Silbersher later said, "It was the first good song I ever wrote. And it was extremely easy to write the music. I thought up that line that goes through the whole thing and I was trying to think of another one, and then went... oh no, if you just do this... that's a song. That's a whole piece of music. And then I had the 'You're my only friend / You don't even like me' bit but then it took a while to erode the other lyrics into it. Elsewhere, he has said that he wrote it in the shower when he was 15.

Milne said, "I remember playing the tape. And I don't think I even got towards the end of it before I just said 'I've got to put this out'. There was no doubt it was going to be a renowned record, if not necessarily a huge seller. It was just one of those records. The reason why you start a record label is for those sort of golden moments."

==Reception==
The single received favourable reviews, and was later considered "an enduring Australian underground classic." Australian musicologist, Ian McFarlane, observed, "[they] had an alternative #1 hit on their hands before they were even old enough to get beer riders at their gigs! "My Pal" was the third biggest selling alternative single for 1988."

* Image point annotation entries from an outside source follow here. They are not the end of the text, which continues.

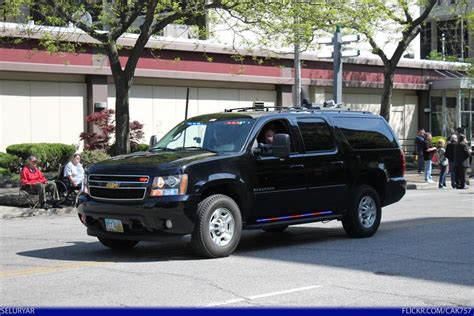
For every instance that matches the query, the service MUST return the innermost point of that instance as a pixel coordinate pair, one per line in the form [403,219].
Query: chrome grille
[118,187]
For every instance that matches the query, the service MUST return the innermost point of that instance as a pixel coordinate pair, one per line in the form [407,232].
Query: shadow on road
[435,249]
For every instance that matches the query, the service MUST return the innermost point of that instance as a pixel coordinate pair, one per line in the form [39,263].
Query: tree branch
[126,19]
[145,34]
[425,13]
[68,18]
[377,50]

Junkee described it as, "a frenetic ballad that contains one of the most iconic riffs in modern Australian rock — famously, they were often turned away from the venues that they were booked to play on account of being underage. Guess there are some things you can only do when you’re young, and that writing a perfect, scuzzy pub rock song is one of them."

The Guardian said it was, "one of the best singles ever made by anyone, anywhere, anytime. But "My Pal" endures mostly as Australia’s eternal garage band classic, our "Louie Louie", or "Wild Thing", or "Surfin' Bird" – one of the things you learn to play on your first electric guitar. The resounding charm of My Pal lies in the fact that it sounds like the same was true of the people who made it.

Andrew Stafford, writer of Pig City: from the Saints to Savage Garden, listed "My Pal" at 24 in his "Australian Songbook", saying, "it was such a towering feat that, unfortunately, it overshadowed everything else they ever did".